Congress took steps to permanently eliminate three taxes from within the Affordable Care Act that were enacted to help offset the law’s cost, but have been sporadically implemented.
The appropriations bill,, signed into law Dec. 20 by President Trump, includes a number of other health-related provisions, including increasing the minimum age for purchasing tobacco to 21.
The repealed ACA-related taxes include the medical device tax (which previously had been delayed twice); the health insurance tax (which taxed insurers that offered fully insured health coverage in the individual market and has been under sporadic moratorium); and the so-called Cadillac tax on high-cost health plans, which is currently under suspension until the end of 2022.
The appropriations bill offers no offset for the lost revenue.

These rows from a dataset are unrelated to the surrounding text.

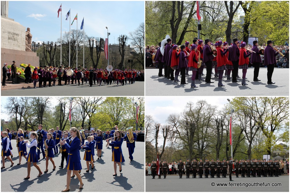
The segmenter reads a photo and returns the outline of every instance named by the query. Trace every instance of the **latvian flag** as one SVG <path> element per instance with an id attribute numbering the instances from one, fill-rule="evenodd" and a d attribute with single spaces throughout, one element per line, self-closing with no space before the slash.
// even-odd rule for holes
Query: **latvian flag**
<path id="1" fill-rule="evenodd" d="M 108 59 L 108 39 L 106 38 L 106 40 L 105 41 L 105 56 L 106 56 L 106 59 Z"/>

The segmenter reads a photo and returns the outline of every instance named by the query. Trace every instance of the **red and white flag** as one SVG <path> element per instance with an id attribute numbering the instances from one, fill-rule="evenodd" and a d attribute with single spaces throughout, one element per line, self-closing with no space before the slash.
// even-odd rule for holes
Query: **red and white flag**
<path id="1" fill-rule="evenodd" d="M 60 7 L 59 7 L 59 8 L 58 9 L 58 11 L 57 11 L 57 18 L 58 18 L 58 16 L 59 16 L 59 12 L 61 11 L 61 4 Z"/>
<path id="2" fill-rule="evenodd" d="M 136 122 L 138 123 L 138 110 L 139 110 L 139 106 L 137 106 L 137 111 L 136 111 Z"/>
<path id="3" fill-rule="evenodd" d="M 200 8 L 199 8 L 199 1 L 196 1 L 196 5 L 197 5 L 197 8 L 196 9 L 196 16 L 197 17 L 197 20 L 200 21 L 201 18 L 200 17 Z"/>
<path id="4" fill-rule="evenodd" d="M 230 144 L 232 145 L 232 117 L 230 121 Z"/>
<path id="5" fill-rule="evenodd" d="M 106 56 L 106 59 L 108 59 L 108 39 L 106 38 L 105 41 L 105 56 Z"/>
<path id="6" fill-rule="evenodd" d="M 69 115 L 68 119 L 70 122 L 72 122 L 72 101 L 70 101 L 70 114 Z"/>
<path id="7" fill-rule="evenodd" d="M 157 154 L 157 175 L 160 175 L 160 171 L 159 171 L 159 155 Z"/>

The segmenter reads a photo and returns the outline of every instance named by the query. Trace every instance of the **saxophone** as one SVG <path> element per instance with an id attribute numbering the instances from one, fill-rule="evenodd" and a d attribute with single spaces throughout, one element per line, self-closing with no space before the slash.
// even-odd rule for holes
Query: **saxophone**
<path id="1" fill-rule="evenodd" d="M 46 146 L 46 140 L 44 141 L 44 146 Z M 48 150 L 47 149 L 44 149 L 44 154 L 45 154 L 45 157 L 46 157 L 48 156 Z"/>
<path id="2" fill-rule="evenodd" d="M 200 60 L 200 52 L 197 50 L 197 51 L 198 52 L 199 54 L 198 54 L 198 61 L 199 64 L 197 64 L 197 68 L 199 68 L 201 66 L 201 64 L 202 63 L 202 60 Z"/>

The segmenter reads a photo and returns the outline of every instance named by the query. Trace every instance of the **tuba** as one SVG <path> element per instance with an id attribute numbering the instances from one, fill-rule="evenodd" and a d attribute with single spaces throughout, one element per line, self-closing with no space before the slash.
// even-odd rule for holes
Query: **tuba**
<path id="1" fill-rule="evenodd" d="M 213 55 L 215 57 L 216 57 L 217 56 L 217 49 L 212 45 L 210 45 L 210 46 L 211 48 L 211 51 L 213 53 Z"/>
<path id="2" fill-rule="evenodd" d="M 169 35 L 167 34 L 165 36 L 165 39 L 161 41 L 161 45 L 160 45 L 160 52 L 161 53 L 162 56 L 164 54 L 164 48 L 165 48 L 164 45 L 167 43 L 166 40 L 170 38 L 170 36 L 169 36 Z"/>
<path id="3" fill-rule="evenodd" d="M 134 135 L 133 135 L 133 127 L 129 127 L 126 129 L 128 131 L 127 135 L 128 140 L 129 140 L 129 142 L 130 143 L 133 143 L 135 141 L 131 139 L 132 137 L 134 137 Z"/>

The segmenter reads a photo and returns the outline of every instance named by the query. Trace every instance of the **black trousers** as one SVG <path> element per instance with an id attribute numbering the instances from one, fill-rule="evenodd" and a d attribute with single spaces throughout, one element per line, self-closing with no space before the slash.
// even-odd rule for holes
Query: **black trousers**
<path id="1" fill-rule="evenodd" d="M 233 80 L 237 80 L 237 75 L 238 75 L 238 72 L 239 70 L 239 60 L 233 61 L 233 71 L 232 75 L 233 76 Z"/>
<path id="2" fill-rule="evenodd" d="M 267 69 L 268 72 L 267 73 L 267 78 L 268 78 L 268 82 L 272 81 L 272 76 L 274 71 L 274 68 L 275 67 L 275 64 L 269 64 L 267 66 Z"/>
<path id="3" fill-rule="evenodd" d="M 2 79 L 2 86 L 4 86 L 5 82 L 6 82 L 6 78 L 7 77 L 6 76 L 3 76 L 3 78 Z"/>
<path id="4" fill-rule="evenodd" d="M 254 80 L 258 78 L 259 71 L 260 69 L 260 63 L 255 62 L 253 63 L 254 65 Z"/>
<path id="5" fill-rule="evenodd" d="M 206 76 L 205 77 L 205 82 L 209 82 L 211 81 L 211 64 L 212 61 L 208 61 L 205 63 L 205 65 L 206 66 Z"/>
<path id="6" fill-rule="evenodd" d="M 163 63 L 161 62 L 158 63 L 158 66 L 159 69 L 159 72 L 158 76 L 162 76 L 162 69 L 163 69 Z"/>
<path id="7" fill-rule="evenodd" d="M 68 155 L 67 150 L 66 151 L 63 151 L 61 152 L 61 162 L 60 163 L 60 165 L 61 166 L 64 166 L 64 161 L 65 158 L 66 159 L 66 162 L 67 161 Z"/>
<path id="8" fill-rule="evenodd" d="M 186 71 L 186 68 L 184 67 L 184 68 L 182 68 L 180 69 L 180 74 L 181 75 L 181 81 L 180 81 L 180 83 L 185 83 L 185 71 Z"/>

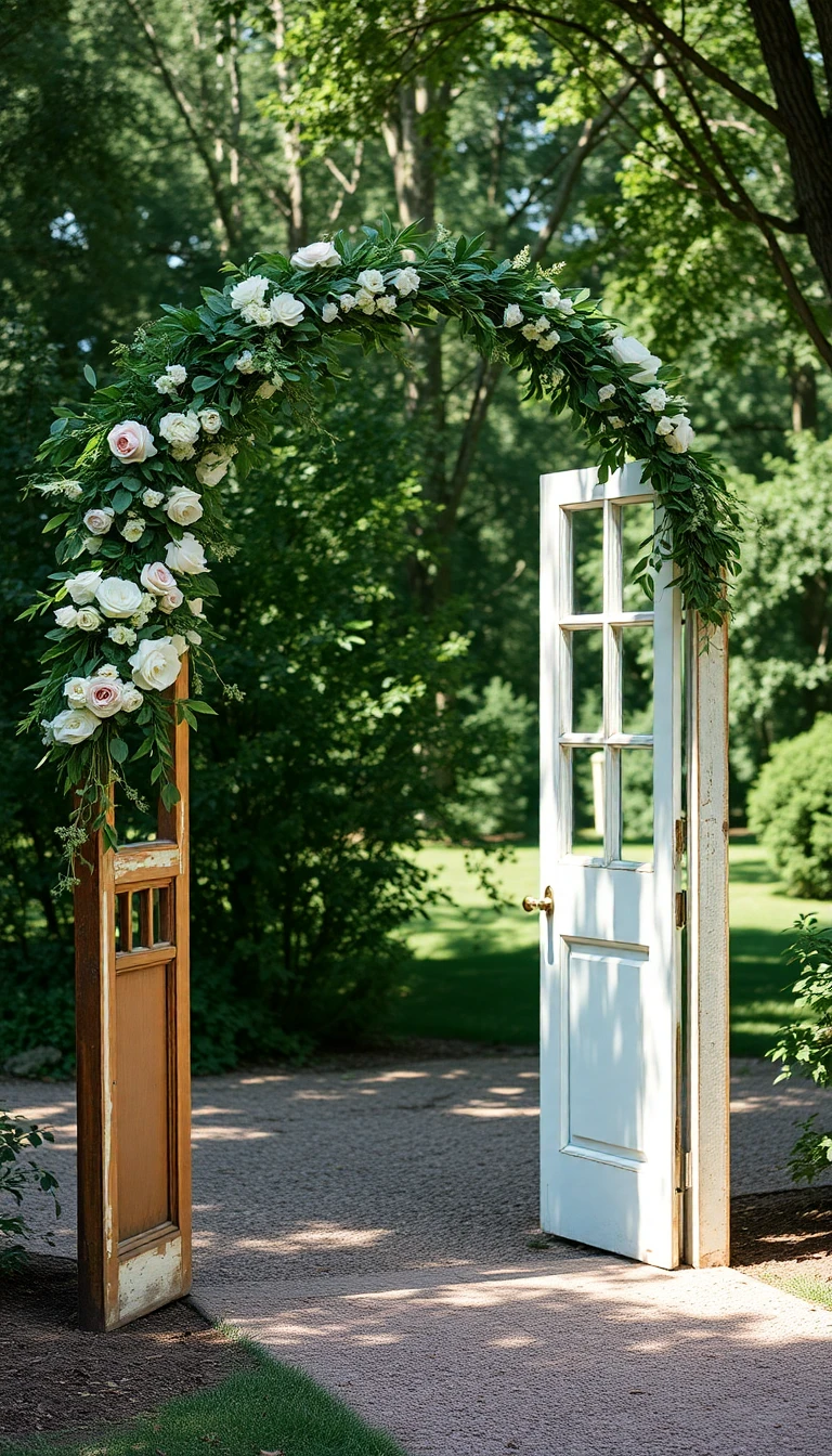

The tax repeals come on the heels of the U.S. Fifth Circuit Court of Appeals’ ruling that the ACA’s individual mandate is unconstitutional, which is putting the ACA in its entirety in jeopardy should the district court rule that the individual mandate is not severable from the rest of the law, which would invalidate the ACA.
Other key provisions in H.R. 1865 include the short-term extension of a number of federal programs, including a delay in Medicaid disproportionate share hospital payment reductions, payments to community health centers, funding for teaching health centers, and the special diabetes program. Funding for these extenders will go through May 22, 2020.
H.R. 1865 is also notable for what is missing, including any broad provisions that address the price of prescription drugs and surprise billing.
The House of Representatives earlier this month passed a bill, H.R. 3, aimed at lowering the cost of prescription drugs, but that bill was essentially dead on arrival in the Senate, with Speaker Mitch McConnell (R-Ky.) saying he would not bring it to the floor for consideration. There was also a veto threat from the White House hanging over it on the off chance it got past the upper chamber.
There was some optimism that surprise billing would be addressed in the appropriations bill after a bipartisan agreement was reached with the House Energy and Commerce Committee and the Senate Health, Education, Labor, and Pensions Committee, but that stalled after a different bipartisan agreement forged in the House Ways and Means Committee was introduced. More work is expected on surprise billing in the coming year.
One portion of H.R. 1865 that does address the cost of drugs is the Creating and Restoring Equal Access to Equivalent Samples (CREATES) Act, which is designed to allow generic manufacturers easier access to brand-name samples to help bring more generic drugs to market.
Another provision that gained applause from the American College of Physicians is the funding for research into gun violence.
“We are particularly encouraged that the legislation authorizes funding for the Centers for Disease Control and Prevention and the National Institutes of Health to study gun violence and safety for the first time in decades,” ACP President Robert McLean, MD, said in a statement. “The key to solving any public health crisis is knowledge, and our efforts to prevent firearms-related injuries and deaths have been hampered by inadequate research. This funding is a promising first step.
However, ACP called for more action in this area.
“Congress should do more to reduce injuries and deaths from firearms,” Dr. McLean said. “The Senate should pass the Bipartisan Background Check Act and reauthorize the Violence Against Women Act, which would close the ‘domestic violence’ loophole in the background check system, as passed by the House of Representatives.”
H.R. 1865 also reauthorizes the Patient-Centered Outcomes Research Institute for 10 additional years.